Avantek's Arm Workstation: Ampere eMAG 8180 32-core Arm64 Reviewby Andrei Frumusanu on May 22, 2020 8:00 AM EST
The eMAG 8180: AppliedMicro's Legacy Skylark Core
While you’re reading this in 2020, and the eMAG Workstation had been released in 2019 – the CPU powering the system is actually quite ancient, tracing back its roots in the 2017 defunct AppliedMicro. Originally meant to be called the X-Gene3, the chip had originally been planned for the second half of 2017 before the AppliedMicro had went through several changes of ownership before the IP and designs ended up with Ampere Computing.
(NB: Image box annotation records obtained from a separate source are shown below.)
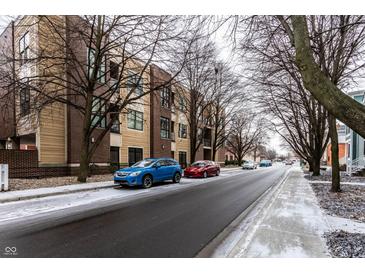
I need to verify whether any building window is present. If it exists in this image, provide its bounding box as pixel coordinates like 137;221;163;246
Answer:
128;109;143;130
91;97;106;128
170;121;175;141
109;61;119;80
110;147;119;164
20;86;30;116
179;151;187;168
128;147;143;166
179;124;188;138
160;117;170;139
178;95;187;112
19;32;29;65
110;105;120;133
127;71;143;96
160;87;171;108
87;48;106;83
In that sense, the eMAG 8180 is more of a legacy design and quite distantly related to Ampere’s newer Altra system processors.
The Skylark cores in the eMAG 8180 are a custom core design having the X-Gene processor pedigree. It’s a 4-wide OOO processor that’s relatively narrow by today’s standards, characterised by quite high operating frequencies up to 3-3.3GHz and quite the unusual cache hierarchy, such as two core pairs sharing the same 256KB L2 cache.
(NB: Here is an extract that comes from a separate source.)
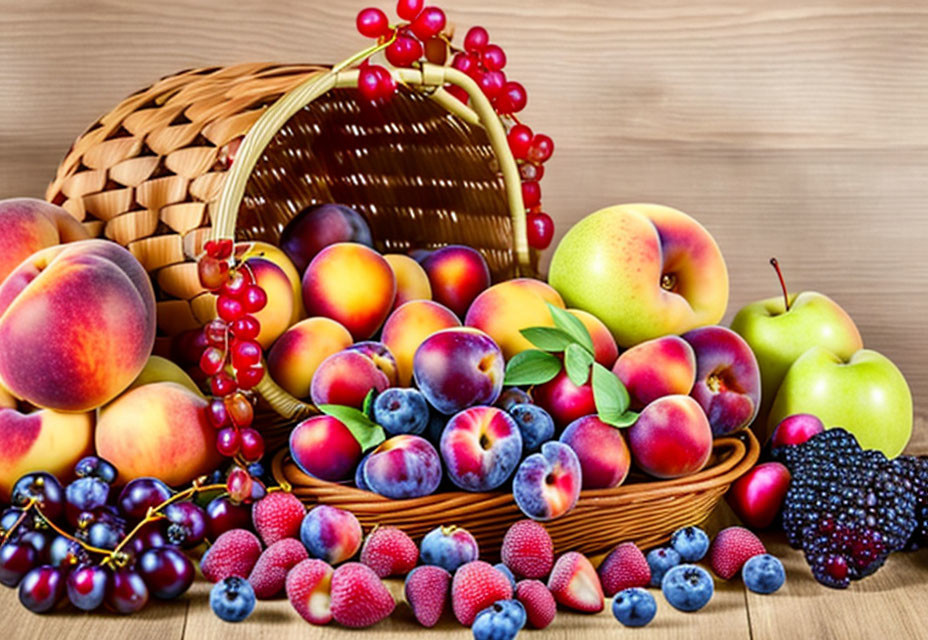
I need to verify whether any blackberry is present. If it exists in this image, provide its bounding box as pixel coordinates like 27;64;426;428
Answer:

On a chip-level, the CPU is characterised by having a large coherent network tying all the CPU modules, the memory controllers, and a big large 32MB L3 cache together.
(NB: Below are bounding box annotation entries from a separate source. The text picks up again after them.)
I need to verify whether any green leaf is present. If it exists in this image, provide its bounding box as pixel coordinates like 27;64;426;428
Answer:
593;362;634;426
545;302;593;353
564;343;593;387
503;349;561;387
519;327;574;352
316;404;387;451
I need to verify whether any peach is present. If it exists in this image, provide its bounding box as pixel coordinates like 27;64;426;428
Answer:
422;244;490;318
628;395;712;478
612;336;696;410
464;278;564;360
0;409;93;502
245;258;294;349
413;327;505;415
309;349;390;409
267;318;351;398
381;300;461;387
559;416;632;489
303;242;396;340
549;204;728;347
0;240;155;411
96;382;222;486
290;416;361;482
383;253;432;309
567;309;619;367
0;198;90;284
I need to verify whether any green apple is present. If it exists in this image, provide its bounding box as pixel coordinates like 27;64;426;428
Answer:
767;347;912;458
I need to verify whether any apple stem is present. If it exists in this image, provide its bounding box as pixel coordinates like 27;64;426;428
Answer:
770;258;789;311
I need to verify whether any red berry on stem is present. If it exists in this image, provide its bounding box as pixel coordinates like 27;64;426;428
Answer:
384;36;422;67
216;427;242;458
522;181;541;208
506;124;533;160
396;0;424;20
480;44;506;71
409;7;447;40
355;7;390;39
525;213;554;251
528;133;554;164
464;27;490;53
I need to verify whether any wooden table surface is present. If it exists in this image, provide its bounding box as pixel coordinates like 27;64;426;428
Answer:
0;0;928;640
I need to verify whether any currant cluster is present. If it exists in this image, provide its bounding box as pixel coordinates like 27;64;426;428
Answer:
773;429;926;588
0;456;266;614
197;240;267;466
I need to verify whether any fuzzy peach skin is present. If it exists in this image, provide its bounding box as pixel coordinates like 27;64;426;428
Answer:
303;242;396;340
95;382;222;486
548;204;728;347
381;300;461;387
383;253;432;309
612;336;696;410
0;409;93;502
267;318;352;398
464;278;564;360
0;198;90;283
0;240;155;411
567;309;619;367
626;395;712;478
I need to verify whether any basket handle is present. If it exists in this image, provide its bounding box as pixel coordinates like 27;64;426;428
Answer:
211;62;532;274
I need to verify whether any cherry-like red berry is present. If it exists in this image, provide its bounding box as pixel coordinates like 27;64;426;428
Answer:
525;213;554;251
What’s surprising here is that the core-to-core latency across the whole chip isn’t bad at all, ranging from 68-73ns. While this certainly doesn’t keep up with more recent monolithic designs, this is an Arm v8.0 core lacking CAS atomic operations – so the above figures are done via regular sequential exclusive load / exclusive stores which aren’t as fast. The coherency here going over the 32MB L3 cache certainly helps the system punch above its weight for a design of its time.
The CPU cores have 32KB L1 instruction and data caches – the access latencies here are 5 cycles. The 256KB L2 caches has a 13-cycle access latency, while the 32LB L3 cache has some massive 45ns+ access latencies that are much slower than any other comparable design out there.
We note the core’s L1 TLB ends at 48 pages (192KB) and the L2 TLB at 1024 pages (4MB), after which page-miss access times increasingly result in worse latencies.
In contrast with the quite large cache access latencies, the DRAM access latency isn’t all that bad at around 137ns full random at 128MB depth.
Single-core bandwidth of the Skylark cores isn’t too pretty, load and store bandwidth into the L1 and L2 seem to be limited at 8B/cycle and a combined 16B/cycle for concurrent load & stores. The dip between the L2 and L3 is usually a showcase of a bandwidth bottleneck when evicting/replacing a cacheline, and the load bandwidth at the DRAM level is also quite disappointing.
Overall, the performance here is only half of a more modern Arm core, but again, this is a 2015-2016 core design.